Problème de la plus longue chaîne

En théorie des graphes et en informatique théorique, le problème de la plus longue chaîne (ou le problème du plus long chemin dans le cas d'un graphe orienté) consiste à déterminer la plus longue chaîne élémentaire dans un graphe. Une chaîne est élémentaire si elle ne passe pas deux fois par le même sommet. La longueur d'une chaîne peut être mesurée par le nombre d'arêtes qui la composent ou, dans le cas de graphes pondérés, par la somme des poids des arêtes du chemin.

Par suppression d'une arête rouge arbitraire, ce cycle hamiltonien donne une chaîne de longueur maximale.

Contrairement au problème de plus court chemin, qui peut être résolu en temps polynomial dans les graphes sans cycle de poids négatif, le problème de la plus longue chaîne est NP-complet; il ne peut donc être résolu en temps polynomial, sauf si P=NP. Des résultats complémentaires montrent que, de plus, ce problème est également difficile à résoudre de manière approchée. En revanche, il a une complexité linéaire pour les graphes orientés acycliques, et il a alors des applications importantes, par exemple dans la détermination du chemin critique dans des problèmes d'ordonnancement, comme ils sont modélisés dans la méthode PERT par exemple.

Un problème NP-difficile modifier

Pour voir que le problème de la plus longue chaîne est NP-difficile, même dans des graphes non pondérés, on utilise une réduction au problème de la chaîne hamiltonienne : un graphe G possède une chaîne hamiltonienne si et seulement si la plus longue chaîne élémentaire dans G est de longueur n-1, où n est le nombre de sommets de G. Comme on sait que le problème de la chaîne hamiltonienne est NP-complet, cette réduction montre que le problème de la plus longue chaîne, vu comme problème de décision, est aussi NP-complet. Dans ce problème de décision, la donnée est formée d'un graphe G et d'un entier k; le résultat est « oui » si G possède une chaîne de longueur k ou plus, et « non » dans le cas contraire[1].

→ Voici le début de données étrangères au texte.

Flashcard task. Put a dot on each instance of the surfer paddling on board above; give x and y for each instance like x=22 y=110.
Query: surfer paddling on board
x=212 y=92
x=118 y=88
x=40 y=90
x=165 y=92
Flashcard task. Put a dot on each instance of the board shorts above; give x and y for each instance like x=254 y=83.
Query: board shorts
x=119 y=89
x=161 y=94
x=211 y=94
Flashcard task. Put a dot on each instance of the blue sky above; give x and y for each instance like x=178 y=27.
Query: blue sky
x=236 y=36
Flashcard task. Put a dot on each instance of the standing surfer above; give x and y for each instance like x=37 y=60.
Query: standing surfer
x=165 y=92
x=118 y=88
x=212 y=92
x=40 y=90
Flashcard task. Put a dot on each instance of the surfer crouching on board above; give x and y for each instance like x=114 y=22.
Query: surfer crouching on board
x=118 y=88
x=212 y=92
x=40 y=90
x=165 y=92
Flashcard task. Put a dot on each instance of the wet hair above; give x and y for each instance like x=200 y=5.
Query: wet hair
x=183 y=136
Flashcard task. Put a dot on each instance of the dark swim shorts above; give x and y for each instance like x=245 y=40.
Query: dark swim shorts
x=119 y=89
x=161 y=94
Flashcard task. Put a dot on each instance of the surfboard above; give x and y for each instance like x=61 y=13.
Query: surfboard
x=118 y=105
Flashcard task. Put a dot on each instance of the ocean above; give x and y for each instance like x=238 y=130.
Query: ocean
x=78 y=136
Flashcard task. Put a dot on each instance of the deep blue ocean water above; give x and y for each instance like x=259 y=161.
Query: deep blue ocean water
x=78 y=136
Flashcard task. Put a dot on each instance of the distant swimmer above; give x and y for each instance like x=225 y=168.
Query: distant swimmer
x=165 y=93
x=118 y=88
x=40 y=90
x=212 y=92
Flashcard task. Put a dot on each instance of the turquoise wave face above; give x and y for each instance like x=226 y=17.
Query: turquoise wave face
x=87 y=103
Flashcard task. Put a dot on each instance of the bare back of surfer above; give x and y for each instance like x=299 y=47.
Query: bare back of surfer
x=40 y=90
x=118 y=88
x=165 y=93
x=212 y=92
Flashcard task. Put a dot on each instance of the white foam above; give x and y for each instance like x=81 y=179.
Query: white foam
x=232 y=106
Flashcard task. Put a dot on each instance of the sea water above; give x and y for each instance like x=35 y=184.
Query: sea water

Maintenant, si le problème de la plus longue chaîne pouvait être résolu en temps polynomial, on pourrait s'en servir pour résoudre le problème de décision, en calculant d'abord une plus longue chaîne et en comparant ensuite sa longueur à l'entier k, deuxième paramètre du problème. Ceci montre que le problème de la plus longue chaîne est NP-difficile ; il n'est pas NP-complet dans la mesure où cette notion ne s'applique qu'à un problème de décision[2].

Dans un graphe complet pondéré, où les arêtes portent des poids non négatifs, le problème de la plus longue chaîne est le même que le problème du voyageur de commerce, puisque la plus longue chaîne passe toujours par tous les sommets[3].

Graphes acycliques et chemins critiques modifier

Un chemin de poids maximal entre deux sommets s et t d'un graphe pondéré G est le même qu'un chemin de poids minimal entre s et t dans le graphe à poids opposés, noté −G, obtenu à partir de G en remplaçant chaque poids par sa valeur opposée. Par conséquent, si on peut trouver des chemins de poids minimal dans −G, on peut trouver des chemins de poids maximal dans G[4]. Toutefois, cette transformation n'est en général pas utile parce qu'elle crée des circuits de poids négatif dans −G, ce qui rend le calcul des chemins minimaux plus compliqué. En revanche si G est un graphe orienté acyclique, le graphe −G est tout aussi acyclique, et un chemin de poids maximal dans G peut être trouvé en temps linéaire en appliquant un algorithme linéaire de calcul de plus court chemin à −G[4], ou en utilisant un algorithme direct comme celui donné ci-dessous.

Calcul modifier

On peut calculer un chemin de longueur maximale, dans un graphe orienté acyclique et non pondéré, en deux étapes : on cherche d'abord la longueur des plus longs chemins se terminant en un sommet v donné, pour tout v, puis on cherche la valeur maximale parmi ces longueurs.

Dans la première étape, on opère comme suit en deux phases :

  1. Faire un tri topologique du graphe acyclique donné.
  2. Pour les sommets v du graphe dans leur ordre topologique, calculer la longueur du plus long chemin finissant en v, en examinant les voisins antécédents de v, et en ajoutant 1 au maximum des longueurs calculées pour ces voisins. Si v n'a pas d'arc entrant, la longueur du plus long chemin arrivant en v est 0. Dans tous les cas, enregistrer la valeur calculée pour le sommet v.
  3. La longueur maximale des chemins dans le graphe est le maximum des valeurs calculées pour les sommets v.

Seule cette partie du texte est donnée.